El conflicto central, más que narrativo, cultural, se manifiesta en pequeños gestos. Una madre que frunce el ceño al ver a su hija con una niña gitana. Un cura que repite frases vacías sin percibir la tensión en el rostro de quien lo escucha. Un profesor que muestra a Goya sin advertir las consecuencias. Lo social, lo religioso, lo étnico y lo simbólico conviven sin que ninguno predomine. Asensio consigue que cada elemento respire por sí mismo, sin necesidad de imponer una tesis. No hay redención, ni castigo, ni moraleja. Solo vínculos y rupturas, vistas desde una altura donde todo parece más grande de lo que es.
La metáfora más eficaz no necesita ser verbalizada: la cabra es tanto un animal como un espejo. En ella confluyen el miedo heredado, el deseo de libertad y la amenaza que perciben los adultos en todo lo que no entienden. Elena teme a la cabra porque alguien le enseñó a temerla. Su proceso no es de superación, sino de colisión con lo que ya no encaja en el mundo que se le ofrece.
‘La niña de la cabra’ no busca entretener, ni emocionar de forma evidente.
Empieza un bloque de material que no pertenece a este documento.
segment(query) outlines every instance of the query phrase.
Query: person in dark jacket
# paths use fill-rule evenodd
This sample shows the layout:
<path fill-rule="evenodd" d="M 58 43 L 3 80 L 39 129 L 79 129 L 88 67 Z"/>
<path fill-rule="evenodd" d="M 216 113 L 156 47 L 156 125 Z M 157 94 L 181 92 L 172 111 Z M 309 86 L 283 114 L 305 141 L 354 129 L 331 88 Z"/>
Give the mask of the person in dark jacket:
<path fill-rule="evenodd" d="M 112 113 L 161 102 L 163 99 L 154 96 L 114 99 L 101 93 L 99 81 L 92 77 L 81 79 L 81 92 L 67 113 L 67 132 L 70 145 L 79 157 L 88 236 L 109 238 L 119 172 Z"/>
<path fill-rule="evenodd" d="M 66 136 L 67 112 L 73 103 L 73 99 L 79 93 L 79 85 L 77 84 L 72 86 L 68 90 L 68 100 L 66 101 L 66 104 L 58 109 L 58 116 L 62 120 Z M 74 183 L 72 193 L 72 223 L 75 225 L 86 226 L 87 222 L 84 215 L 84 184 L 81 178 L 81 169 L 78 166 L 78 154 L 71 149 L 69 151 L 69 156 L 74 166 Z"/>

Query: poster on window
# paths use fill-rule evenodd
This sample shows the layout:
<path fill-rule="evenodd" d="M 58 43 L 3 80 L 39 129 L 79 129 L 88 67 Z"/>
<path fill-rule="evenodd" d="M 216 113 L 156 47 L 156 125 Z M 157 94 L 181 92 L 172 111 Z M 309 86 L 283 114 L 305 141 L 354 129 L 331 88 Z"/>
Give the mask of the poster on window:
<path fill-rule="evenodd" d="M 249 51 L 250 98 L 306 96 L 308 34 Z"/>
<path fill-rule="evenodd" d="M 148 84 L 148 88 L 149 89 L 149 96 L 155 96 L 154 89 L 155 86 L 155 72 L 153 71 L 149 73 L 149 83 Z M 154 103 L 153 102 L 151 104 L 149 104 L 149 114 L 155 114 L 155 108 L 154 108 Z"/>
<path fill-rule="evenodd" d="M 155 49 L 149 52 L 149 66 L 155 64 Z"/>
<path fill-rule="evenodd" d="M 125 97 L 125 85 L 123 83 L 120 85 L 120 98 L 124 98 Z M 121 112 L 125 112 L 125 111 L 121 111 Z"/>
Se instala en una zona más turbia, donde el cine familiar se despoja de su envoltorio amable y se permite hablar de todo aquello que rara vez se menciona delante de los niños. Ese gesto, sin grandilocuencia, es lo que sostiene el peso de una propuesta que rehúye tanto el efectismo como la complacencia. La niñez, en este caso, no es un refugio, sino un territorio donde todo empieza a resquebrajarse.